さらに、上述した第一実施形態から第三実施形態においては、アーム部の開き角度θを漁網収容作業中においても適宜調整制御する場合について説明したが、本発明はこの構成に限定されない。したがって、例えば、第一実施形態から第三実施形態において、操業条件が定まるまではアーム部の開き角度θの調整制御を行い、ある程度の操業条件が定まった後は、所定の開き角度θに固定した状態で、漁網収容作業を行うような構成としてもよい。
また、上記各実施形態においては、網処理装置10を構成するアーム部が、レール部11を移動可能であると共に、ヒンジ状の連結軸を支点として回転駆動可能に構成されている。したがって、これらの実施形態によれば、出港、帰港、港内停泊時、あるいは準備作業時等、いわゆる非操業時(非網収容作業時)には、網台90上をアーム部が遮ることがないように、レール部11に沿ってアーム部を収容することができる。すなわち、アーム部を待避させることによって、作業員の通行や荷物の積み下ろし等の障害となることを無くすことができる。

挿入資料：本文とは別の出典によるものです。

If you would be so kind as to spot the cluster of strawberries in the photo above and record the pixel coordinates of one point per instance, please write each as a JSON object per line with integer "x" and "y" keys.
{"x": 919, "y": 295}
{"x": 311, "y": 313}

さらに、上記各実施形態においては、第四実施形態についてのみ、回転ローラ部の断面形状(外表面形状)を説明したが、本発明はこの構成に限定されない。したがって、例えば、第一実施形態から第三実施形態の各回転ローラ部についても、第四実施形態に示した構成の回転ローラ部を適用することは可能である。このような構成によれば、第一実施形態から第三実施形態においても、第四実施形態にて説明した作用効果を得ることができる。